If you’re one of those people belonging to a generation that grew up with the “be above the influence” commercials than Kirsten Dunst is considered to be a bad woman in your eyes. While filming her new movie Woodshock she “accidentally” smoked an entire joint. Which is practically impossible to do the same way you accidentally slip and fall into sexual intercourse. Both situations require your fully aware and conscious efforts. But Kirsten is claiming there was real marijuana mixed in with prop marijuana just for laughs by the people who rolled them. So basically she lost a game of Russian reefer roulette that she didn’t know she was playing. Dunst got so high they had to stop filming and send her home.
Dunst had been doing several takes of a scene where her character smokes pot. She hadn’t eaten much that day, and she went back to her room to rest. That’s when she started to feel like “I was losing my mind.” She began pacing and called her director to tell her that she needed to go to the hospital. “I’m shaking. I’m hot. I’m just flipping out,” the Spider-Man actress said.
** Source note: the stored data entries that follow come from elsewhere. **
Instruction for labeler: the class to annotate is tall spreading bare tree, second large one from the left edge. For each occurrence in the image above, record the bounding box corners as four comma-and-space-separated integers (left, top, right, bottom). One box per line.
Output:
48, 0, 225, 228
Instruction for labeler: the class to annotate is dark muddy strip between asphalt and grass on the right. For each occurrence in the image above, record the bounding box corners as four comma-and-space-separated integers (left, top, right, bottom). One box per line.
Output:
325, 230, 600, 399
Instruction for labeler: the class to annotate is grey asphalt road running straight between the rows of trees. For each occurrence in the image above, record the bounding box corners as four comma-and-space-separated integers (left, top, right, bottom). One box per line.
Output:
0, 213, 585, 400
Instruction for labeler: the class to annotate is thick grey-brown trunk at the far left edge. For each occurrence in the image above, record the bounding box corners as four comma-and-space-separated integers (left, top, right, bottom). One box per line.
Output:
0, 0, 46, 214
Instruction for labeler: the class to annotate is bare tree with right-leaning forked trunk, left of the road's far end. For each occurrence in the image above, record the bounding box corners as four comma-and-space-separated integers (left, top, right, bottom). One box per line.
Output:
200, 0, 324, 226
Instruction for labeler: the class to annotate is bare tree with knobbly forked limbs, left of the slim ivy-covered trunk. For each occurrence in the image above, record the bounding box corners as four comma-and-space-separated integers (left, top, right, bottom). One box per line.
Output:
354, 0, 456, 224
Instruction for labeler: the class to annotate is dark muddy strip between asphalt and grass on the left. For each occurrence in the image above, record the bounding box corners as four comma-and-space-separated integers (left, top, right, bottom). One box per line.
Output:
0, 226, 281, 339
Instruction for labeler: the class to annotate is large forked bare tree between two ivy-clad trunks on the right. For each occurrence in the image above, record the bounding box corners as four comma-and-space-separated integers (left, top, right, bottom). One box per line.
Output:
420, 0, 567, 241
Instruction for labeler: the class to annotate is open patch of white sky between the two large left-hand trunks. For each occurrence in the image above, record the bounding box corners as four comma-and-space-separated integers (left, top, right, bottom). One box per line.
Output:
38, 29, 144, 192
When Kimmel asked how the real pot got there, Dunst said, “Well, they had locals roll the joints for us, and they just threw some in for fun.” “I was like crying, laughing, eating a peanut butter sandwich,” she later continued. “I couldn’t film anymore. They sent me home. I was a total mess. I’ve never been that stoned in my entire life.”
It takes a special breed of person to be a functional pot-head. Marijuana isn’t exactly the best option when you’re trying to remember lines for a movie. Or do anything more productive than overeat. The movie Woodshock is about a woman who is overly paranoid after doing drugs. Kristen really got into character. But I don’t need to pay money for that plot. If I wanted to see paranoid people on drugs I could easily pull into the parking lot of any McDonalds at 2 a.m. and save the price of a movie ticket.